- Nickname: Bali
- Born: 1 January 1982 Rawalpindi, Punjab
- Died: 17 May 2009 (aged 27) Peochar Valley, Swat
- Allegiance: Pakistan
- Branch: Pakistan Army
- Service years: 2003–2009
- Rank: Captain
- Service number: PA-40561
- Unit: 42 Baloch Regiment (MIB) Special Services Group
- Conflicts: (UNOCI) Operation Rah-e-Rast †
- Awards: Sitara-e-Basalat

= Bilal Zafar =

Pakistani Army officer (1982–2009)

Captain Bilal Zafar Abbasi (1982–2009) (Urdu: ) was a Pakistan Army officer who received Sitara-e-Basalat on the 62nd Independence Day of Pakistan. He was a captain in the 42 Baloch Regiment (MIB).

==Early life==

===Education===
He was born in Rawalpindi on 2 February 1982. Bilal Zafar got his early education from St. Paul's Cambridge School, Rawalpindi and Government College University, Lahore.

===Military Background===
He belonged to a prominent family with a military background. His father, Zafar Tajamul, is a retired captain. His grandfather, Colonel Tajammal Hussain was a commissioned officer in the British Indian Army. Colonel Hussain also fought in World War II and remained a Prisoner of war. Later on, he joined the Indian National Army and after Independence, he opted for the Pakistan Army. He volunteered for the war of the independence of Kashmir (Indo-Pakistani War of 1947–1948). He raised and commanded the first Bagh Brigade and fought on the Poonch front. For his valour and bravery, he was awarded the medal of Hilal-e-Kashmir. He was the Defence Secretary of the Azad Kashmir government. Later on, he raised the Civil Defence Department in the Azad Kashmir government.
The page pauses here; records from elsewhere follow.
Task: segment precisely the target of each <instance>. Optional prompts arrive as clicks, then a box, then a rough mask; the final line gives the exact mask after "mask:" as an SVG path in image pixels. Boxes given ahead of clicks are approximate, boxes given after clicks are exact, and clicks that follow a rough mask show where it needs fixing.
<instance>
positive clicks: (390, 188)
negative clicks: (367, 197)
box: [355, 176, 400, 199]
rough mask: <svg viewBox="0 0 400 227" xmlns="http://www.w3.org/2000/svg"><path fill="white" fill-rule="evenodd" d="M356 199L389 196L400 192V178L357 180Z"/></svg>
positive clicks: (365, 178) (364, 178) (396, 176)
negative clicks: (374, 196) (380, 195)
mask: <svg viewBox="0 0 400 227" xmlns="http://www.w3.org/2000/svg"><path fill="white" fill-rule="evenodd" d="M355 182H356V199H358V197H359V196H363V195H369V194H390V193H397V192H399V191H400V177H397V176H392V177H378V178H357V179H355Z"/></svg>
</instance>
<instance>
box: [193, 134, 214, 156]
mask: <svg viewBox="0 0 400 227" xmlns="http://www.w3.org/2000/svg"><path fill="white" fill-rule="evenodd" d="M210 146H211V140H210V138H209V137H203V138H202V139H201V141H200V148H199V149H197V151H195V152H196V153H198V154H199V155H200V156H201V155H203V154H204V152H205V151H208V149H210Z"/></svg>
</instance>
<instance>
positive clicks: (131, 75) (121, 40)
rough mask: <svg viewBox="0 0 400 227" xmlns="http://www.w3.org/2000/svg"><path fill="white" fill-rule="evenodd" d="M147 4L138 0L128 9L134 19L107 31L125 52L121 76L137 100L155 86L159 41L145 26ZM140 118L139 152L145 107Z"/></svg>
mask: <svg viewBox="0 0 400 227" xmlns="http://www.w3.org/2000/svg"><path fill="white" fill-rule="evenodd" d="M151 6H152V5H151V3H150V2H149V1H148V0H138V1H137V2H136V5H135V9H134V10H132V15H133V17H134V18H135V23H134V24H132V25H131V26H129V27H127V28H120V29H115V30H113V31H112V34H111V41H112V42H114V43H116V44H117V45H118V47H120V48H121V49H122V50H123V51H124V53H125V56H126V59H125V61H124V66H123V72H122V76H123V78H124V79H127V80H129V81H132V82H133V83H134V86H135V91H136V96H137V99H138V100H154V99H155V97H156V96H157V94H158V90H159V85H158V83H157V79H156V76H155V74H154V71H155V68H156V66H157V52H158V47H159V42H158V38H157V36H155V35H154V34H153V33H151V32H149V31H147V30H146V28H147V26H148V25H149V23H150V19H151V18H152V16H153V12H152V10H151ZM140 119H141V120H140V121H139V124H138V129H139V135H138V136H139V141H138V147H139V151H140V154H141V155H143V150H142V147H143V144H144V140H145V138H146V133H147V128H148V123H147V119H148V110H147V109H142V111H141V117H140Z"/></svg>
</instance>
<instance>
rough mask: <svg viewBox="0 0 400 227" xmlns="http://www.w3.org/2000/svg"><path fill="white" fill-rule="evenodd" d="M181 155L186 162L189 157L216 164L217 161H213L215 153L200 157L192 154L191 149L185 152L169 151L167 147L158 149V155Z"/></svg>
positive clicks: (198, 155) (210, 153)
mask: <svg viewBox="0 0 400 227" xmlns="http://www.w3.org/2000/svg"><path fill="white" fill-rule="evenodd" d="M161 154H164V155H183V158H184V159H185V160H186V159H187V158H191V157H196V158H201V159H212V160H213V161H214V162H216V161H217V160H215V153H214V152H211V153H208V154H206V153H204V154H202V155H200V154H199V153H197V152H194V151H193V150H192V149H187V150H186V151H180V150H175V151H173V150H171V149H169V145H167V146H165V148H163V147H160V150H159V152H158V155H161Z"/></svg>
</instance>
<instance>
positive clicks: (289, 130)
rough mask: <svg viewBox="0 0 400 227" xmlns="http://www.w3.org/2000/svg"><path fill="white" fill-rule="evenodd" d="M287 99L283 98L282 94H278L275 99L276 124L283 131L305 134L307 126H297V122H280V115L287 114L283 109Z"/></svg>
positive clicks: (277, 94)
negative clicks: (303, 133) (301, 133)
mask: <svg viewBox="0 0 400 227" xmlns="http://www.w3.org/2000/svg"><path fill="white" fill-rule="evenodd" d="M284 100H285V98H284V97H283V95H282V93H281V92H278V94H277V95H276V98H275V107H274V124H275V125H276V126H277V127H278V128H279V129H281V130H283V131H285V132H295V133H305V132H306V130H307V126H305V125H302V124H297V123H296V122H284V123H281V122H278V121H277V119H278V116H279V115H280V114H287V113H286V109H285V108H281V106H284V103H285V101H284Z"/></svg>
The great-grandfather of Captain Bilal, Subedar Lal Khan, fought in World War I. He lost his life in action. For his death in combat, he was awarded the Indian Order of Merit - the second-highest military award.

Captain Bilals' brother, Captain Zarrar, is also a commando officer in the Pakistan army and has participated in many operations.

==Military career==
He joined the Pakistan Army in 2001 and was commissioned into 42 Baloch Regiment(Al-Havi) on 12 October 2003. Later, he joined the SSG. He also served in United Nations peacekeeping mission in Ivory Coast.

==Death==
Second Battle of Swat also known as Operation Rah-e-Rast, began in May 2009. The Pakistan Army launched a defensive against Tehrik-i-Taliban Pakistan militants in a fight for control of the Swat district of Pakistan. The SSG started an operation 'Janbaz' to clear Swat valley from militants. His company was given the task to clear Swat-Peochar Road. During this operation, Captain Bilal Zafar was martyred on 17 May 2009 after being hit in the chest with a rocket launched from a rocket launcher. One day after his death, he was buried in his native village Kehror Kotli Sattian on 18 May 2009. The Government of Pakistan announced the Sitara-e-Basalat for him on the 62nd Independence Day of Pakistan.